Do you think that drinking alcoholic beverages is a detriment to the microbes we consume in fermented vegetables? I know that a drop of 14% alcohol can be absorbed through the skin to stop a cold sore, and that only 1% alcohol can stop conjunctivitis or pink eye, so that makes me wonder how drinking could affect our beneficial microbes.
Do you think conventionally grown ginger is okay for fermenting, or should I hold out for organic?
Not being an expert at all: in terms of ginger I believe because it’s a fairly dense root that grows slowly it does not carry as much pesticides as, for example, the more rapid-growing leafy greens which carry a lot. But of course organic is generally better.
Alcohol definitely retards, even stops, microbial activity though I believe they can remain dormant in alcohol a long time and if separated at room temperature with a food source they might come back to life, but I am not sure on that one. Possibly the reason one really should age wines properly is to ensure all the microbial cultures are dead. But in any case, with sourdough fermentation, for example, when you leave the starter culture ferment for much longer than usual, i.e. 1-3 days, it gradually turns into more and more of a goop but at some point starts sweating out alcohol (which often looks like dark, even black, hooch). Once the alcohol gets to a certain level, it inhibits further fermentation. We could say that at this point the ‘not beneficial’ elements have arisen to dominate the beneficial ones.

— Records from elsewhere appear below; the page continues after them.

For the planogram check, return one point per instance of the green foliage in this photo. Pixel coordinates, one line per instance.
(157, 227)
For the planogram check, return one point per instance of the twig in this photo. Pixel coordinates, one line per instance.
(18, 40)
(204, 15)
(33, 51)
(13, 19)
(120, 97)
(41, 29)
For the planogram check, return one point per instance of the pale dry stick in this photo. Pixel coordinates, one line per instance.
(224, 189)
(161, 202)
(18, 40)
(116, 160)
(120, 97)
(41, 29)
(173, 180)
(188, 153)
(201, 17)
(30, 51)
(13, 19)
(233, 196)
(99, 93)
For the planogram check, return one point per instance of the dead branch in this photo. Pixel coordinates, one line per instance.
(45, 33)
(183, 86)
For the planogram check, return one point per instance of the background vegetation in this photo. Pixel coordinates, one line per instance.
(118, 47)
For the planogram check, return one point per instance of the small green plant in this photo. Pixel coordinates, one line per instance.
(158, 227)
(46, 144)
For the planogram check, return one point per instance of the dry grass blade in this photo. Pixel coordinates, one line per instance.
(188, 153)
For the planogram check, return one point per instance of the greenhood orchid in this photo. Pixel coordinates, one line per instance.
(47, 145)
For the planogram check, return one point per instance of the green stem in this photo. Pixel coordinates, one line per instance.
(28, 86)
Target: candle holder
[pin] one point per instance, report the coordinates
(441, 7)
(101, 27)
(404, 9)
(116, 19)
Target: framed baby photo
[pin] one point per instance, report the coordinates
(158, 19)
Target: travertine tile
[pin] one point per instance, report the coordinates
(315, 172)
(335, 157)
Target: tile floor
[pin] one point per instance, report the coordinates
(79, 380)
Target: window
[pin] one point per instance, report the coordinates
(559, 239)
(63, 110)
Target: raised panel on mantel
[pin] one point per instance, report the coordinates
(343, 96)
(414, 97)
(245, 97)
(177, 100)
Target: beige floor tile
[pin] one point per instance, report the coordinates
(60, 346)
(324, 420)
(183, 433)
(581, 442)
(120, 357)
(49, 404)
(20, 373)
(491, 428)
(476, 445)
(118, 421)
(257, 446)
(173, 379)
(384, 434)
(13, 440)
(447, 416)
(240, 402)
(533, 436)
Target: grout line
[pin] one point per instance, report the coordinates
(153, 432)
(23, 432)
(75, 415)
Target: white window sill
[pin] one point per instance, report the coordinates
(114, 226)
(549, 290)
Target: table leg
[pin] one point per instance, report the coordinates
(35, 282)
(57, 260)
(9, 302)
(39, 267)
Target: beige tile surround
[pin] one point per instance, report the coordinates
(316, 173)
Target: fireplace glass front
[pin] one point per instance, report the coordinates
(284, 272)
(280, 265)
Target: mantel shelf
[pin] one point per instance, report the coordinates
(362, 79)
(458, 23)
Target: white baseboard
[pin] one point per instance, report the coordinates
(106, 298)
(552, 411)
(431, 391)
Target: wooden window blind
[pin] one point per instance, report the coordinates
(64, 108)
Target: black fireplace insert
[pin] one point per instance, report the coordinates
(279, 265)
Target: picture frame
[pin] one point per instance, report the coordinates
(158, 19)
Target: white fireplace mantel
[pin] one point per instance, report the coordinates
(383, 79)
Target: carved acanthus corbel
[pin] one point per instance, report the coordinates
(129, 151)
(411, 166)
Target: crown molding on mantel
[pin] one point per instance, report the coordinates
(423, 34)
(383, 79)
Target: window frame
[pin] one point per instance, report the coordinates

Another way of saying the same thing is that the beneficial ones can not function in an acid environment and acid is the by-product of their lively feeding on sugars. So the situation is self-correcting. But in terms of regular consumption of alcohol: it’s quite possible that in relation to certain diets, which underneath are also microbe-related, for example regular intake of certain fats, meats, cheeses, grains and so on, that the alcohol helps clean out certain excesses from the recent meal (too much fat and sugar, starch whatever unbalancing the ‘normal’ culture distribution). I suspect this is like most things: if it contributes to being balanced internally, externally and mentally-emotionally-spiritually, then it is good; if it unbalances, it is bad. And it depends who you are, how you are living and how you behave when you are in communion with it.